研究生(外文):Ba-Lin Lin
論文名稱(外文):GazeVAE: Gaze Visual Attention Estimator
指導教授(外文):Kai-Lung Hua
口試委員(外文):Yung-Yao ChenJun-Cheng ChenChuan-Kai YangChing-Hu Lu
外文關鍵詞:Gaze followingGaze target detectionGaze estimationVisual attentionSaliency
偵測影像中的人所向看的地方能對人類社交或是動作分析等領域提供非常多的資訊,而影像人物凝視注意力偵測模型之目的即為給定一張完整的影像以及目標人物的頭部影像,透過深度學習的方式預測出其在影像中所看向的地方。最近的研究針對此問題已提出並證明提供深度資訊以及產生角度遮罩可以幫助模型進行判斷,但是這些模型都仰賴著許多其他預訓練的模型來達到更好的效能。因此我們提出了一種兩階段的模型架構,在第一階段中我們透過深度資訊的偽標籤在資料集訓練三維的視覺方向,並將其分解成二維影像平面以及一維深度的遮罩。在第二階段中我們透過原始的影像、頭部位置以及第一階段的輸出結果去預測此人看向的目標是在影像中還是影像外,若是其目標在影像中則預測其看向的圖像位置。我們的架構中除了使用現有的深度預測模型以外並沒有使用其他的預訓練模型,並提出了前瞻的角度等量損失函數提高二維角度的準確度。我們在實驗中證明,我們的模型即使不使用預訓練的骨幹模型也能在曲線下方的面積 (AUC) 方面優於幾個最先進的基線,並在距離等其他指標上達到非常接近的成果。

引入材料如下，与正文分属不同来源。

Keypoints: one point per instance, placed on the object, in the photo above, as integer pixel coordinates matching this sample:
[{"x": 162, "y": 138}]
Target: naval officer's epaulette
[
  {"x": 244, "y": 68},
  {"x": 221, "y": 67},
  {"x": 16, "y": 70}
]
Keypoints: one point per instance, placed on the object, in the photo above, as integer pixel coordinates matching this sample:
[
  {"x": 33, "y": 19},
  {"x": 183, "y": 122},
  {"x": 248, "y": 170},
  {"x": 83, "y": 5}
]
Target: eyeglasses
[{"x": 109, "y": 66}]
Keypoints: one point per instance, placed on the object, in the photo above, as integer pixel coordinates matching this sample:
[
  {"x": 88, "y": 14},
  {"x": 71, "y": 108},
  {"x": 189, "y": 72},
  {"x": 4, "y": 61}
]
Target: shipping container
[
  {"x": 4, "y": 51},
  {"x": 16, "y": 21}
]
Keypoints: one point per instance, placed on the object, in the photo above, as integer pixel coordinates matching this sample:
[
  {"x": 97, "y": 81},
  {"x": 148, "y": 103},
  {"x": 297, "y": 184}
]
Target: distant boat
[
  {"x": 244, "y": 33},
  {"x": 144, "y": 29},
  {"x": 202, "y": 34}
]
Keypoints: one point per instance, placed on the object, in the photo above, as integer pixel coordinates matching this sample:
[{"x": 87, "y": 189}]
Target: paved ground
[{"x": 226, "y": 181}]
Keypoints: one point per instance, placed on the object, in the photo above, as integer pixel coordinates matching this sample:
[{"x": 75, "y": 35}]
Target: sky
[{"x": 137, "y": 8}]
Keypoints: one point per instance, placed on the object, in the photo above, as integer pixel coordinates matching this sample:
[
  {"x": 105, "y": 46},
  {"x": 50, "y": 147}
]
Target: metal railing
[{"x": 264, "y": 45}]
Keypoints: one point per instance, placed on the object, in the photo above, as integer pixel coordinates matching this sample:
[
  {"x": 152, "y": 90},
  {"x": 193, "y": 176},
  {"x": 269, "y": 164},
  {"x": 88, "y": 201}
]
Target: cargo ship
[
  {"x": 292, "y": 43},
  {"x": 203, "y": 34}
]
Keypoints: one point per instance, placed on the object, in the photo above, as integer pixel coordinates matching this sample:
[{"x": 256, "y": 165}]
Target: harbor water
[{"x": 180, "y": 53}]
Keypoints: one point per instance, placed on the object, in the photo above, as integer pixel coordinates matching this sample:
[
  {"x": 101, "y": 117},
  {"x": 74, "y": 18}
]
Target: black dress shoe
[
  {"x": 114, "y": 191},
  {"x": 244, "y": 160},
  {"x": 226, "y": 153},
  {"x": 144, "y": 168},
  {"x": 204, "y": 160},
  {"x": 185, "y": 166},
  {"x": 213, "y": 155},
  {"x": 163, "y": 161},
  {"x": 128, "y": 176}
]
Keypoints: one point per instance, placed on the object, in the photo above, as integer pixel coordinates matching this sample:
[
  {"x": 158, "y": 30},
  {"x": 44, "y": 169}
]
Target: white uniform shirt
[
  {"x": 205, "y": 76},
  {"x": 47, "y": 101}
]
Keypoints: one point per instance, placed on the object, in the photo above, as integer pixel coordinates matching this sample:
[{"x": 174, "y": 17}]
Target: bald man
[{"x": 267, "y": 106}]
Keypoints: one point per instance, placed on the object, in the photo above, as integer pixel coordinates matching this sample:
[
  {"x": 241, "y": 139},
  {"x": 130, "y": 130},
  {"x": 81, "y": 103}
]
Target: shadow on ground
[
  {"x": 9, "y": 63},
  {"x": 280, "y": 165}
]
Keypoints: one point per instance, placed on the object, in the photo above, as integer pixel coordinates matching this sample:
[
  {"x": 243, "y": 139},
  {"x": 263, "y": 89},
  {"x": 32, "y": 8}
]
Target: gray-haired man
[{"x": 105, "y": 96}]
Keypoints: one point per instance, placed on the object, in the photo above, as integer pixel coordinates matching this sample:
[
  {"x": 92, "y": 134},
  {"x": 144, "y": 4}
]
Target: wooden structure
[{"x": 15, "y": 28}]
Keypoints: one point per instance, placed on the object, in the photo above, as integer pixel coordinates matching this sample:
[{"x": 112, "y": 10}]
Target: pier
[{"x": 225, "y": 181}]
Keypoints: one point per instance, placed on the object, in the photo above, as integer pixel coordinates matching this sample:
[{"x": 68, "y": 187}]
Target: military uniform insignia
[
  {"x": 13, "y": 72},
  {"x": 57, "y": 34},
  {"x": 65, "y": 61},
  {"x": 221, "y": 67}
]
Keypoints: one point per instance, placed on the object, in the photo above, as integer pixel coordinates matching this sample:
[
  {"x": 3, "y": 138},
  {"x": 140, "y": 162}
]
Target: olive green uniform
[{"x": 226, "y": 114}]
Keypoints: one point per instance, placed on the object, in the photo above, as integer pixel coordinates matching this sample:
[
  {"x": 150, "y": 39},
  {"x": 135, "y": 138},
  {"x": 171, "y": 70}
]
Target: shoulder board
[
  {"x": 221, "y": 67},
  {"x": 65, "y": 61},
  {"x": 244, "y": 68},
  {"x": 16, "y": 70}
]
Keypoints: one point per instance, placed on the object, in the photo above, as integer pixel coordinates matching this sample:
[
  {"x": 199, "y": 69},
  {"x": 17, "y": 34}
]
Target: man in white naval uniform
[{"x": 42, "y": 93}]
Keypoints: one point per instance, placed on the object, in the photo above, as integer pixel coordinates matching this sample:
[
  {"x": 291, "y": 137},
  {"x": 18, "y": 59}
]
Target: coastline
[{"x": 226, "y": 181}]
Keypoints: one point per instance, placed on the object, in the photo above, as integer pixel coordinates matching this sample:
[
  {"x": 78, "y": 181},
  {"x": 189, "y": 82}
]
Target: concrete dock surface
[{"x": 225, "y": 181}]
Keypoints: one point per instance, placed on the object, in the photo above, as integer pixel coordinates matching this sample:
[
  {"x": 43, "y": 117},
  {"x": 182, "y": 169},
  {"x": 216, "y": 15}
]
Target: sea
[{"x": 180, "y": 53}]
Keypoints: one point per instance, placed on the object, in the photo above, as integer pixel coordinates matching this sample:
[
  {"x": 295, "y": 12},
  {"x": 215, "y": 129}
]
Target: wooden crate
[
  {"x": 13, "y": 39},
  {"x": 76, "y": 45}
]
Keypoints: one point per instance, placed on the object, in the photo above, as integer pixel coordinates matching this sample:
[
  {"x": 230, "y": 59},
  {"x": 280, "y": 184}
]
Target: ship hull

A person's gaze can reveal where their interest or attention lies in a social scenario. Detecting a person's gaze is essential in multiple domains (i.e., security, psychology, or medical diagnosis). Therefore, visual attention models aim to automate this and determine where multiple people's gazes in a scene lie. Most existing works in this field are dependent on multiple pre-trained models. We propose a two-stage framework, Gaze Visual Attention Estimator (GazeVAE). In the first stage, we train the 3D direction on the GazeFollow dataset with a pseudo label to produce the field of view. Afterward, we decompose the 3D direction into a 2D image plane and a depth-channel gaze to obtain the depth mask image. In the second stage, we concatenate the scene image, the output from stage one, and the head position to predict the gaze target's location. We propose a novel equivalent loss to reduce angle error further. We train the model from scratch except for the off-the-shelf depth network. Our model outperforms the baseline model in AUC and achieves competitive results for GazeFollow and VideoAttentionTarget datasets without pretraining.